Previously I have rhapsodised around here about my current all-time favourite TV show and what a compulsive viewing that was. Not only that, but I got a lots of my colleagues hooked on it and we spent quite a few sleepless nights watching season after season, discussing it in the morning with red shot eyes. I still think its probably the best TV serial I have seen so far in my life, but let's be honest, season 5 dragged in the beginning and I had strange feeling that it became routine. Initially I was little confused because I really loved it until now - could it be that I overdosed on it, I asked myself? Characters were all here, scenery was the same but somehow I felt that spark was missing. "Just you wait" my colleagues told me "something really big is going to happen" but it took quite a few episodes until I really got into it, in fact it wasn't until episode 8 (I think) and a final arrival of "white walkers" that I felt the same old excitement. It was truly epic and I don't ever recall seeing this kind of big budget apocalyptic clash on TV screens (usually this was something reserved for blockbuster movies).

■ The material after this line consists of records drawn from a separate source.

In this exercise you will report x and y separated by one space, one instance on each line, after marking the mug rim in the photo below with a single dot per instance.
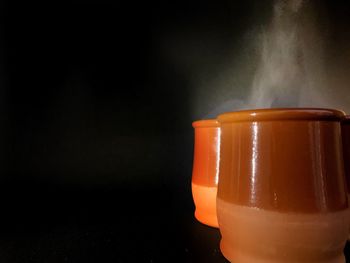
206 123
346 119
273 114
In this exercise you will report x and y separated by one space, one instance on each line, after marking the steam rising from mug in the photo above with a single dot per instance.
291 67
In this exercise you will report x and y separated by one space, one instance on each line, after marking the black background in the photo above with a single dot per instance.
96 132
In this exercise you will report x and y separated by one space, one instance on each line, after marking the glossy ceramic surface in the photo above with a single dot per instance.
206 170
345 126
281 194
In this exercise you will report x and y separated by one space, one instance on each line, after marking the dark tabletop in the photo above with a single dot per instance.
42 223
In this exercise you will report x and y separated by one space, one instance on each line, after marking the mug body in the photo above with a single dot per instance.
281 194
345 133
206 170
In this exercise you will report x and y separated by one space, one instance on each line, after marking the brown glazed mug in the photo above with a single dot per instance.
345 133
281 194
206 170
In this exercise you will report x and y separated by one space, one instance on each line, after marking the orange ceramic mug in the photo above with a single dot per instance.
281 194
206 170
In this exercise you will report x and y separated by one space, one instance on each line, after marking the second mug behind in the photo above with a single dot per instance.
206 170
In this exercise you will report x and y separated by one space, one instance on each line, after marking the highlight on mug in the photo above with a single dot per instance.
206 170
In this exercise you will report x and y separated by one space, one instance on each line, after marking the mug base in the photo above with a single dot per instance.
262 236
205 201
240 257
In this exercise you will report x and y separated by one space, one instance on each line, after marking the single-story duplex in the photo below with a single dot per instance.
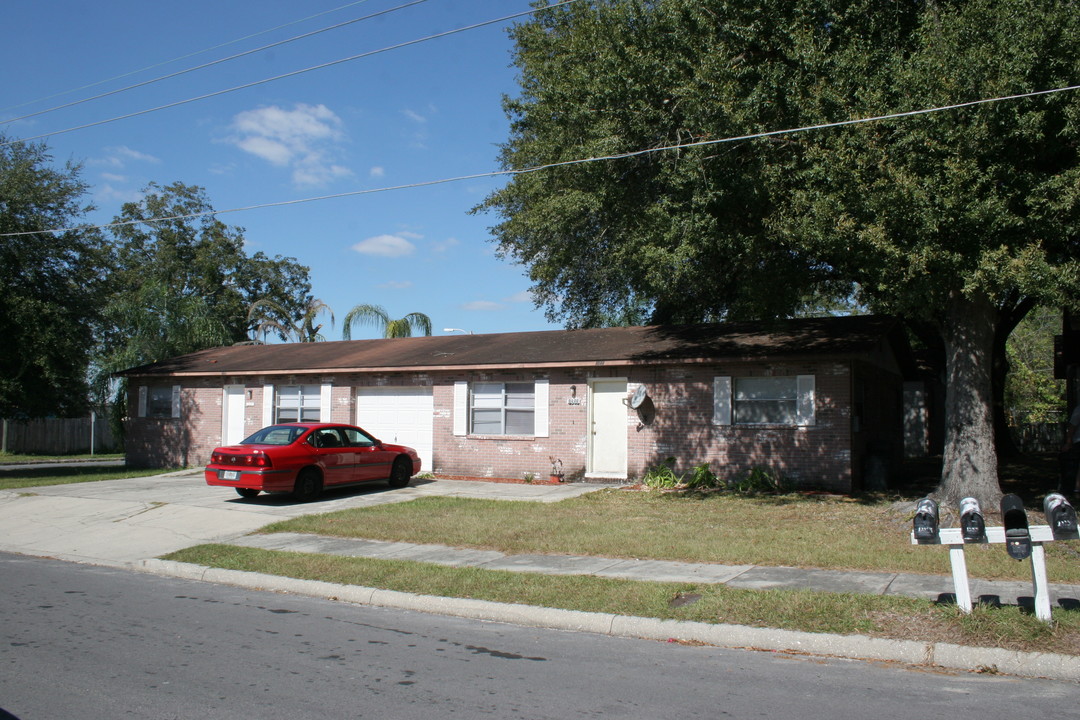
814 399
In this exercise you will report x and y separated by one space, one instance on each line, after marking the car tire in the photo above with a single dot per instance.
308 486
401 473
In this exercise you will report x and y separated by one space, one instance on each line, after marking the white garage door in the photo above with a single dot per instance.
399 415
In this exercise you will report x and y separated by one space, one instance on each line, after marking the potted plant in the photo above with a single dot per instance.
556 470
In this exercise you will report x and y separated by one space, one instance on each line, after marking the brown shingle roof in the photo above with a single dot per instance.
616 345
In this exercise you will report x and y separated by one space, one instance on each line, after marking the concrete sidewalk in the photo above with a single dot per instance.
131 522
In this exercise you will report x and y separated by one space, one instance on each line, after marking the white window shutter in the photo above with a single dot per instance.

Now I have seen the last episode - "Mother's mercy" - which was the darkest, bleakest, the most brutal episode until now. 
It really was just death, blood and punishment left and right. And not only bad guys who you would expect to get punishment but some of the main characters. Which somehow make me think about George R.R.Martin being more than just little bit sadistic, I mean, guy created all these characters and now he drags them (literary) trough the mud, blood and shit. I couldn't help but recognising the parallel between cruel people in gladiator arena who are thrilled with fighters brutally killing each other for their entertainment and TV viewers who are watching this. And how about "walk of shame" (gloriously filmed in Dubrovnik) where previously proud and arrogant queen Cersei is forced to walk naked trough the crowd that throws insults and shit at her - actress Lena Headey (who apparently had body double) was magnificent and it was stroke of genius to show everything from her perspective, resulting in unexpected sympathy we feel for the character previously universally hated and feared. She starts her walk determined and brave but eventually breaks down and cries and my God, we feel sorry for her. Her sweet, gentle daughter dies poisoned, Sansa and Reek narrowly escape sure death and more torture, Stanis Baratheon is defeated and probably killed, his little daughter pointlessly sacrificed and her mother hanged herself, worse of all, final episode has one of the main and most beloved characters probably killed (a scene that caused unprecedented uproar all over the world and has upset half a planet). So it was really a lot of torture and suffering which made me wonder why on earth are we watching this because it surely isn't uplifting or happy experience, in fact you just feel disgusted and upset afterwards. 

Now we came to very interesting point where there are no more books so people who read them can't feel so darn special and smirking at the rest of us who don't know next chapter. Now nobody knows next chapter. How will TV show continue without actual next two novels being written at all is anybody's guess. Would producers simply make up their own story or would George R.R.Martin give them some kind of rough script? We just have to wait until 2016 and see than how things turn out. I think that there is no sense in killing off so many of the main characters because they kept the story going + there are quite a few people who somehow got lost along the way (whatever happened to little Bran, Gendry or Benjen Stark?) so I guess we might see them unexpectedly again.